Larry King, the longtime CNN host who became an icon through his interviews with countless newsmakers and his sartorial sensibilities, passed away on 23rd January 2021, at Cedars-Sinai Medical Center in Los Angeles. Having worked with CNN for over 25 years, interviewing presidential candidates, celebrities, athletes, movie stars and everyday people on “Larry King Live”, the 87-year-old television legend eventually retired in 2010 after taping more than 6,000 episodes of the show.
Despite battling a number of health problems throughout the years – including several heart attacks, the quintuple bypass surgery in 1987 that inspired the establishment of the Larry King Cardiac Foundation which provides assistance to those without insurance, a 2017 lung cancer diagnosis, a procedure in 2019 to address angina, and finally Covid-19 – the passing of Larry King comes as a shock to all. Announced through a statement posted to his verified Facebook account, and confirmed by his son, Chance, the full details of Larry King’s passing remains undisclosed.
Survived by three sons, Larry, Jr., Chance and Cannon, Larry King had suffered personal loss shortly before his own, when two of his adult children died within weeks of each other. Andy King, 65, suffered a heart attack and his daughter Chaia King, 52, died after being diagnosed with lung cancer.
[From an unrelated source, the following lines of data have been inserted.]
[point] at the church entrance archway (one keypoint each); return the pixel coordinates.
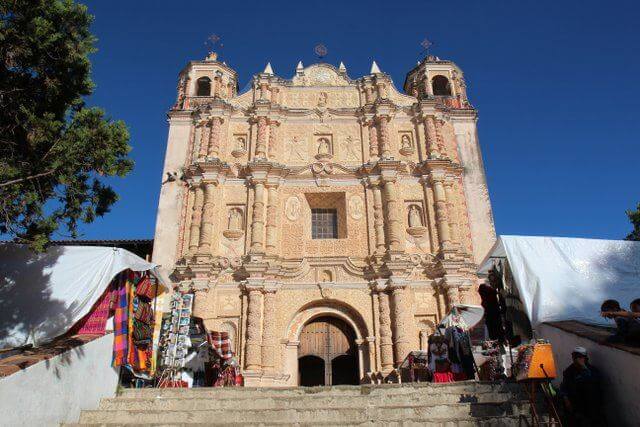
(328, 348)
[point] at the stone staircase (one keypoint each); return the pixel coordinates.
(456, 404)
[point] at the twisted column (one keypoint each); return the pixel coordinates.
(451, 208)
(214, 137)
(373, 140)
(273, 143)
(378, 218)
(196, 218)
(204, 141)
(385, 151)
(261, 140)
(386, 345)
(442, 220)
(401, 326)
(269, 331)
(206, 231)
(253, 359)
(257, 223)
(431, 136)
(272, 219)
(394, 232)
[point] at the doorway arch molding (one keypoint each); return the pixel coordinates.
(323, 308)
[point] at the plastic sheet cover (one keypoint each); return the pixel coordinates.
(561, 278)
(43, 295)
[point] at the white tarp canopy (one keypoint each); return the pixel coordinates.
(560, 278)
(43, 295)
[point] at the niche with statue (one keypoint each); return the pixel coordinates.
(235, 224)
(239, 145)
(415, 217)
(406, 144)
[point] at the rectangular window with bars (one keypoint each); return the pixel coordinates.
(324, 224)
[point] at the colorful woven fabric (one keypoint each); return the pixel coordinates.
(120, 322)
(95, 323)
(221, 344)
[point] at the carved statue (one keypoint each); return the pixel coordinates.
(241, 143)
(415, 219)
(324, 148)
(322, 99)
(405, 142)
(235, 219)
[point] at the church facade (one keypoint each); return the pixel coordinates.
(327, 223)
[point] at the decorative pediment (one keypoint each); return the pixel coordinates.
(320, 75)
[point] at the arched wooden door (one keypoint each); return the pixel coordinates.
(333, 341)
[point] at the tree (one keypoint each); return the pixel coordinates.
(634, 217)
(55, 152)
Revered for his affable, easy-going demeanour that distinguished him from more intense TV interviewers, King was a giant among the most prominent questioners on television and a host to presidents, movie stars and world class athletes. Perfecting his casual approach to the traditional interview process, the superstar host was sensitive in treating all his subjects as equals. Be it heads of state or ordinary Americans, Larry King was always seen leaning forward, listening intently to his guests, and rarely interrupting. As he would famously say, “I’ve never learned anything while I was talking.”
The quarter century that King hosted “Larry King Live” on CNN, is highlighted by more than 30,000 interviews, including every sitting president from Gerald Ford to Barack Obama, and thousands of phone calls from viewers. Notoriously unprepared for every interview, Larry King was known to let his natural curiosity guide the conversations, giving each guest ample opportunity to speak and interjecting only when necessary.
Regarded one of the most famous television journalists in America, King’s career in media began in 1957, when he took a job as a disc jockey at WAHR-AM in Miami. As his success grew so did his career, and King was soon hired as a columnist for the Miami Herald in 1965. In 1978, the syndicated late-night radio program dubbed “The Larry King Show”, aired for the first time across 28 cities. Eventually winning a Peabody Award in 1982, the program had spread to over 118 cities within a span of five years.
Serving as his springboard to fame, in 1985, “Larry King Live” premiered on CNN, beginning a long and storied run that included a number of high-profile interviews. Throughout a period of over two decades on air, the show was routinely CNN’s most-watched program, and King was arguably the network’s biggest star. Working every day up till his death, Larry King never truly retired, but instead moved on to hosting “Larry King Now,” a program that has aired on Ora TV, Hulu and RT America, since 2011.